Ei arte de narrador maravilloso, de cuentista oriental y mágico que reveló Panait Istrati desde sus primeros libros, se afirma en "Los Haiducs". Las figuras de los "haiducs", sobre todo las de Floarea Codridor, de Elías el Prudente y de Spilca el Monje están trazadas con vigor suprarrealista sobre el fondo agreste de la montaña rumana y de sus rudas aldeas. Me complace remitir al lector a la traducción del relato de Spilca el Monje que Eugenio Garro ha hecho expresamente para "Amauta" y a la que hizo antes para "VARIEDADES" del relato de Jeremías el hijo de la floresta.

Pero lo más vital, lo más sustantivo de la obra de Panait Istrati, no viene de ese fresco y espontáneo donde la fábula que le reconocen fácil y unánimemente los críticos de los diversos sectores de la literatura.

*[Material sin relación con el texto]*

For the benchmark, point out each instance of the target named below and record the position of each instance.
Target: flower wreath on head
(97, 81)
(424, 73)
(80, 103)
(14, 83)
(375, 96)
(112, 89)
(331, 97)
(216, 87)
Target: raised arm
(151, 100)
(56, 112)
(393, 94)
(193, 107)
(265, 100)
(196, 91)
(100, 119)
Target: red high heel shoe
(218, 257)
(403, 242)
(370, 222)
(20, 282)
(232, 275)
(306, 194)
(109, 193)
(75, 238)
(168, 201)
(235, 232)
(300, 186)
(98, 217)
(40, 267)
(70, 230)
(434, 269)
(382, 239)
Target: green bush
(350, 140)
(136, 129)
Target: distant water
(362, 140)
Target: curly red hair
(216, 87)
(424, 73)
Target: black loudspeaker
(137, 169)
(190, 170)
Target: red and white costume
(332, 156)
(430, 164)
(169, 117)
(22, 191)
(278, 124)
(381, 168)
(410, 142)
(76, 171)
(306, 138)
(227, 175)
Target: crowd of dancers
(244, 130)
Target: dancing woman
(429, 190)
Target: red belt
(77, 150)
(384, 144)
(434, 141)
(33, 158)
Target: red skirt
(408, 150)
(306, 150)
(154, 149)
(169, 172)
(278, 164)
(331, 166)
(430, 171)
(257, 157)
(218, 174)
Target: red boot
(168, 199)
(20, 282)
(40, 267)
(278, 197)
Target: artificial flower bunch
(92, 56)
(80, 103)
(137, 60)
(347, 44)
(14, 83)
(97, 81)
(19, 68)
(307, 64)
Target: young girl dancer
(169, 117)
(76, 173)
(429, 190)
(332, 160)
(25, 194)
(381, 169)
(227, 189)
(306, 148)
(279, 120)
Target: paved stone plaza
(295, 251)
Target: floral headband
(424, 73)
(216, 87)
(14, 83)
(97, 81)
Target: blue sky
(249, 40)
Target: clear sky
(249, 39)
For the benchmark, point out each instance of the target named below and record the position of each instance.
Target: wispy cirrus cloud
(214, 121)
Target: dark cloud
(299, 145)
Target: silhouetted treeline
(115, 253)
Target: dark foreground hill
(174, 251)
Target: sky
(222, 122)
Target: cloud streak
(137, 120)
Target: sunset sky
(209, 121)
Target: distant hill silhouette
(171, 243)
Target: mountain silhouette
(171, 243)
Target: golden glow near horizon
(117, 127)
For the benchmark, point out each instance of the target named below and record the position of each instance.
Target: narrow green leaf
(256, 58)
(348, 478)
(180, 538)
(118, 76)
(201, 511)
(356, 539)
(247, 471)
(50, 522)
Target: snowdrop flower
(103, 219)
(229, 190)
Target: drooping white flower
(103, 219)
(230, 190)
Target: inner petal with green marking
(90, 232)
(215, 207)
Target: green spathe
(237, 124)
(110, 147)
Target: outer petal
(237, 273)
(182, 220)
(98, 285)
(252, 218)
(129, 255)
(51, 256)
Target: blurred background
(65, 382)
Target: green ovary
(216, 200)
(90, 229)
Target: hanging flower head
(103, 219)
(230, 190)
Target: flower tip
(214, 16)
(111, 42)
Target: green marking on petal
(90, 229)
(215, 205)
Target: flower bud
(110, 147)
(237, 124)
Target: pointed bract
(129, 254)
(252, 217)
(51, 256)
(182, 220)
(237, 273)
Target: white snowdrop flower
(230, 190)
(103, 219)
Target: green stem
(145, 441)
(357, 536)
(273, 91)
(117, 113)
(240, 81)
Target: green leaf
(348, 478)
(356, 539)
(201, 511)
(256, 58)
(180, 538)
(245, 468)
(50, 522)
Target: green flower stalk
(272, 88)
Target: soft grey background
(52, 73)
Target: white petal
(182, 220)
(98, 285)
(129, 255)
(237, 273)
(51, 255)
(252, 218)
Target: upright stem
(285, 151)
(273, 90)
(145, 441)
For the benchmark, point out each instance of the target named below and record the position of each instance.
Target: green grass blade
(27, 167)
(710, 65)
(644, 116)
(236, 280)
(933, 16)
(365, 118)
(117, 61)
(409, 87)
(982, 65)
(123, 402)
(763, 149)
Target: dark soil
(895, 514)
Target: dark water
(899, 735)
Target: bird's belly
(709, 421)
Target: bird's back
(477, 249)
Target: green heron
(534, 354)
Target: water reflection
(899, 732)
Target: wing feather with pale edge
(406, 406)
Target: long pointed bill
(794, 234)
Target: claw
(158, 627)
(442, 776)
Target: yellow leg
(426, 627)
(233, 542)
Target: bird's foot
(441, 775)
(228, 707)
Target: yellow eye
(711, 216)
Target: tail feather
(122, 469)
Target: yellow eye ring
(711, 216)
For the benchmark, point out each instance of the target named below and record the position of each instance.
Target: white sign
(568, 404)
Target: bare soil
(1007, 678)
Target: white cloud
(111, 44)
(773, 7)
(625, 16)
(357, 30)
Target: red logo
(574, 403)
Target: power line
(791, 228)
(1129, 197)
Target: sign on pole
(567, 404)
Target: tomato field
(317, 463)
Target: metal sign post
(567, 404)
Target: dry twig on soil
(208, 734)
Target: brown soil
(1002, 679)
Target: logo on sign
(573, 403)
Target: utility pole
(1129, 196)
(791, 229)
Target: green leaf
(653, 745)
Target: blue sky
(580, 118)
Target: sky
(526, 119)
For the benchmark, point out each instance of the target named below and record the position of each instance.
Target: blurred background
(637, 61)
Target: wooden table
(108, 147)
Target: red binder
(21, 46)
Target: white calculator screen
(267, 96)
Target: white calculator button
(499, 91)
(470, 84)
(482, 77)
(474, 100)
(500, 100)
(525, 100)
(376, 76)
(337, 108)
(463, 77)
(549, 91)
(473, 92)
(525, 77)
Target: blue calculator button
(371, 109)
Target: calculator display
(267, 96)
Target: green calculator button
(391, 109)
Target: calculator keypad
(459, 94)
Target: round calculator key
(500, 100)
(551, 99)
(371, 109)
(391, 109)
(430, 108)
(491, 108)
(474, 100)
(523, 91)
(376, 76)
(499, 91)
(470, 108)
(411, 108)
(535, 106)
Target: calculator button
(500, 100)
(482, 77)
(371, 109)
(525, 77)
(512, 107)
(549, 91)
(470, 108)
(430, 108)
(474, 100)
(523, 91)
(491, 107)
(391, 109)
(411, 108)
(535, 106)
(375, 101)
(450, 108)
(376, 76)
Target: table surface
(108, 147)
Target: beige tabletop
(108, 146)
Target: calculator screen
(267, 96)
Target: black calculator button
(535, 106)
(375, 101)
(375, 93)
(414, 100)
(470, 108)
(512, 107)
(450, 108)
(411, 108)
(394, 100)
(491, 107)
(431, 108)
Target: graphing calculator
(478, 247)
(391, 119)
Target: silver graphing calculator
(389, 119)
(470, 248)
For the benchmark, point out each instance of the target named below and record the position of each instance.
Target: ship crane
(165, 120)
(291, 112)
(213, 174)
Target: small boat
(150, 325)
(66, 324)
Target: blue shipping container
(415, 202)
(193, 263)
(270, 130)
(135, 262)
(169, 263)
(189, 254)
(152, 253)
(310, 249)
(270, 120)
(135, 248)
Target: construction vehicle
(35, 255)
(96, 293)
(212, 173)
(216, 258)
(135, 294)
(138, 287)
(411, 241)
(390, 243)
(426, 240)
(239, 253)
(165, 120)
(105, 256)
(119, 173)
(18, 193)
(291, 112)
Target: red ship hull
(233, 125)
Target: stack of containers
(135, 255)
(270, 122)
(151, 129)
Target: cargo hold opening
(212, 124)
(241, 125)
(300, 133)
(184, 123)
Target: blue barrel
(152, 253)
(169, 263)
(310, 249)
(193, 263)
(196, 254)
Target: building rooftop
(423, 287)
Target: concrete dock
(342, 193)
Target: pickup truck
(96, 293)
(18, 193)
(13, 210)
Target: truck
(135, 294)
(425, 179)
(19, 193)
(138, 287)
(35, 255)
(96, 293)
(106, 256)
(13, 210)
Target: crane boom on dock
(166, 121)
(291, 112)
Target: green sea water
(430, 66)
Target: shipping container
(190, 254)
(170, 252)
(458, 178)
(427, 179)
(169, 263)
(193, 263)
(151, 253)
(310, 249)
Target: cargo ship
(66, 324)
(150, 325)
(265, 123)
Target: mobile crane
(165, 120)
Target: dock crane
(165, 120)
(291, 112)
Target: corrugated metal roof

Está en el espíritu mismo de la obra. No es una cuestión de habilidad literaria. En el fondo de su fábula se agita un exaltado sentimiento de libertad, un desesperado anhelo de justicia. Panait Istrati, como Barbusse lo proclama, es ante todo un revolucionario.

Por eso sus libros tienen un auténtico acento de salud. Llevan el signo inconfundible de la fuerza de su creador, a quien antes que nada preocupa la verdad. En sus libros hay la menor dosis posible de literatura. Y esto no impide clasificarlos entre las más altas creaciones artísticas de su tiempo. Por el contrario, los coloca por encima de toda lo manufactura decadente que, con un débil esmalte de novedad, pretende pasar por arte nuevo.